Hey pelican im not sure if you mixed my blog with someone else’s or just can’t read. Cause No where did i say Joba was lights out as starter. I said how it seems to me that he doesn’t have a good head on his shoulders but i do agree he should be in the pen, but thats not where he is and wont be for the rest of year. Everyone lets remember we only have really 3 starters. With a staff that looked so good preseason is now recuced to just AJ, CC, Andy cause Joba has basically given you nothing and well we all the Wang situation and now he is on the DL. So who knows if he’ll return this year and if he does you’ll get pretty much nothing outta him (pitch count limit being so low). I still stand by my thought NO prospects. just Joba and Cano. with Roy CC AJ and Andy. we can just call up mitre or get a cheap buy for a 5th starter somewhere. but with thoes 4. Now thats a staff. 32 is by no means old either he has another another 3-4 years of being the same old halladay.
Hey….inyomommasbed2……What;s stupid is YOU making suppositons about Yankee fans. Yankee fans are among the most knowledgeable in the game.
And here’s an FYI genius….if Joba needs a couple of years to develop, then why in the hell isn’t he doing it in the MINORS?? he’s pitching like a AA pitcher right now, and I even doubt that his mediocre stuff could get out AA hitters consistently. After all….you still have to throw STRIKES which he seems to have lost the knack for.
And the way this kid is pitching, he deserves to get booed. You and Girardi seem to think that telling him that he’s great when he SUCKS is the best way to handle this kid. Well it isn’t. If the Yanks are so intent on making this kid a starter, then he should be in the MINORS learning how to throw STRIKES.
Here’s the bottom line….Joba is a bust as a starter. He was fantastic out of the pen, and the Yankee brass has ruined him. Are the Yankee fans supposed to CHEER about that? I think not.

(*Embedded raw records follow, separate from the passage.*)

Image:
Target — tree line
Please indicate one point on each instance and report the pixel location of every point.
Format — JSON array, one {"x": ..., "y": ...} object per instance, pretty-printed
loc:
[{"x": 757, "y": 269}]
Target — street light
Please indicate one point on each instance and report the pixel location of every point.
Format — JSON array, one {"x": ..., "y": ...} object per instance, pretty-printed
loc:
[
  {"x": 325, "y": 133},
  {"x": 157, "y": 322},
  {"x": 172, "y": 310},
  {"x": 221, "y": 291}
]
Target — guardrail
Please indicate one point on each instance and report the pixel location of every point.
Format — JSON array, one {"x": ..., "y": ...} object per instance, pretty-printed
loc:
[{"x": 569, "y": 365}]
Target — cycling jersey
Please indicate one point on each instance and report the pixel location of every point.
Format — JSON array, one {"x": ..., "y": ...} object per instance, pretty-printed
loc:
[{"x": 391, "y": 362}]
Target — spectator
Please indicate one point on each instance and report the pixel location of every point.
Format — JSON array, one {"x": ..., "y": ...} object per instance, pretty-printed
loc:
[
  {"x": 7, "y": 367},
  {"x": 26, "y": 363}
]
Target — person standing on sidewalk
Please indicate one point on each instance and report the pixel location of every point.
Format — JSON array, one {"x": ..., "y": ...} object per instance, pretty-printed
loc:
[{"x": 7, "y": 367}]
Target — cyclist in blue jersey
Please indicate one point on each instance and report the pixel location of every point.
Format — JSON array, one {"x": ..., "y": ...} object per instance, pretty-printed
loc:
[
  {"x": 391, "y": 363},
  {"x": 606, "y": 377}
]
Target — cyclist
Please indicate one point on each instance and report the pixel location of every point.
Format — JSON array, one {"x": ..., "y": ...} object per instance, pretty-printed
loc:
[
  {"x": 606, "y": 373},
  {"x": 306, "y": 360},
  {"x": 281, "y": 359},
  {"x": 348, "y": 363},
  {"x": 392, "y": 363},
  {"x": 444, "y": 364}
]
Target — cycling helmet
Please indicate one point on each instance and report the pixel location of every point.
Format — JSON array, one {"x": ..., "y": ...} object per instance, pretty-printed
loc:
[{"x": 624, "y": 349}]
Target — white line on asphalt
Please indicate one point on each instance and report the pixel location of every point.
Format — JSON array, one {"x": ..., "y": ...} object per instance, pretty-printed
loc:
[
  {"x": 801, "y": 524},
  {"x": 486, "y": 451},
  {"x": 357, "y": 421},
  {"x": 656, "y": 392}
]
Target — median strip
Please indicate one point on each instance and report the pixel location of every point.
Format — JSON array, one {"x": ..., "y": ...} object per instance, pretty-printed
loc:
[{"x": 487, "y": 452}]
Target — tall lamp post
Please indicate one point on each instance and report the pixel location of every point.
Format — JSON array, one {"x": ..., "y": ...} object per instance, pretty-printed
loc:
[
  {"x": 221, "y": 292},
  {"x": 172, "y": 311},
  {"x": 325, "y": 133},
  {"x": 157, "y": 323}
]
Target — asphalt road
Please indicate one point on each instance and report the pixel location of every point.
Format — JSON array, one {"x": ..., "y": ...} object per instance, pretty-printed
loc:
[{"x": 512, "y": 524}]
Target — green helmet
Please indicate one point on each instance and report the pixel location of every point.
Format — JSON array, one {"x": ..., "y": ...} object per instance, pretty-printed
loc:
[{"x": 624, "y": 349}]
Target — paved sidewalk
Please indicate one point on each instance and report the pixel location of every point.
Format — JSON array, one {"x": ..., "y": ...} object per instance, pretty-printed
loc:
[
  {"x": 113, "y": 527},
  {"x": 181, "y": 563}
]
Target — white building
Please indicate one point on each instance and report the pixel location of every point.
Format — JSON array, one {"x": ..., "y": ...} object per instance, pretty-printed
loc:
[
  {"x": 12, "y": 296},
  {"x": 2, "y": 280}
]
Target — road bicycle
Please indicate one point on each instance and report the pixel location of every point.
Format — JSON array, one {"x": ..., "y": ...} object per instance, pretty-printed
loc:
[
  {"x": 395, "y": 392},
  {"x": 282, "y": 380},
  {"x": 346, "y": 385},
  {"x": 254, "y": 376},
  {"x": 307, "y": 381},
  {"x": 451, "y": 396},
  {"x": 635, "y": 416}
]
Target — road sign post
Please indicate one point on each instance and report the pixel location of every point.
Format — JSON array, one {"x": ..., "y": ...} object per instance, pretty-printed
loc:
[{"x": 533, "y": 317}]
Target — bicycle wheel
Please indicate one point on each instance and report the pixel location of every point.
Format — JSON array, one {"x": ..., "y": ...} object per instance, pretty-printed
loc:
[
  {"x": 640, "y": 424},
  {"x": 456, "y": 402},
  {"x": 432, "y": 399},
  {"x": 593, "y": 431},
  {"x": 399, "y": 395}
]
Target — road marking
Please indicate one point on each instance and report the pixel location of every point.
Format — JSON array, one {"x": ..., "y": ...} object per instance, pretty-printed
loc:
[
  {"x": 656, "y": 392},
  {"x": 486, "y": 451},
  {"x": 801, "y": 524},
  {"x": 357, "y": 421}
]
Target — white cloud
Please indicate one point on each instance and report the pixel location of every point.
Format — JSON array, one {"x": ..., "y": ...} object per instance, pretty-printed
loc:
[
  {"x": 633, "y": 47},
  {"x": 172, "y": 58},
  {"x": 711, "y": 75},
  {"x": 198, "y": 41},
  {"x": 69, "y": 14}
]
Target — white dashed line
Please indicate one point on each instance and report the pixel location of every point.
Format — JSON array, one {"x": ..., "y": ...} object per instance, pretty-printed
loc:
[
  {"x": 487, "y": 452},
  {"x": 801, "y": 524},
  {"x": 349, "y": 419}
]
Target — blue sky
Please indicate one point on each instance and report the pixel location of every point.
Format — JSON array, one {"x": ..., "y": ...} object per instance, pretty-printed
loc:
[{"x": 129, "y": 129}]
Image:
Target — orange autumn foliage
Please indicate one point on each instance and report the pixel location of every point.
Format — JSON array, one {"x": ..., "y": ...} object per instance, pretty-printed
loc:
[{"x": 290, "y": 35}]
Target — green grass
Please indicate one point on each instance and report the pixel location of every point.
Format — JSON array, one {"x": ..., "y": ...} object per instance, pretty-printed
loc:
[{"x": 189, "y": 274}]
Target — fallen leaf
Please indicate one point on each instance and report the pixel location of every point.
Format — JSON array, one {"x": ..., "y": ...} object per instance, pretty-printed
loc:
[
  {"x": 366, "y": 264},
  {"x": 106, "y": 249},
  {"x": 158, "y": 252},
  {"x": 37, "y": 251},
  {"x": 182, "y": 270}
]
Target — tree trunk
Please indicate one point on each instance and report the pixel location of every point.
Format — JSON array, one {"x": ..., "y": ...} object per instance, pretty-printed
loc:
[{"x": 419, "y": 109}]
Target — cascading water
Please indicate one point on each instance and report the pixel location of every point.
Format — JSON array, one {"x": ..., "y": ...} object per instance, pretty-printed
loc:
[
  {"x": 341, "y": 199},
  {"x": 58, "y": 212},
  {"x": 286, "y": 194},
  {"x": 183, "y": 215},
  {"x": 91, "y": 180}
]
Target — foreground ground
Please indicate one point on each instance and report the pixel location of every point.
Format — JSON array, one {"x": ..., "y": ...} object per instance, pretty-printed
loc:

So before you go running your uneducated mouth about the stupidity of Yankee fans, just take a look at the reality of the situation pal. That is…if you aren’t too stupid to to see it.
Does anyone like this.A-rod for Roy Halladay strate up deal.
The opportunity to make the perfect acquistion that could turn our very good team into a playoff dominant team and probable world series champion has presented itself. We have abundant talented prospects and young pitchers to entice the Blue Jays to trade Roy Halladay to us. Let Joba and Pena and Montero mature in the calm Canadian air and let’s decide to win NOW and next year. It’s in the palm of our hands.
hey pelicansnowslide, Halladay is one of those kind of players, only better than all of them!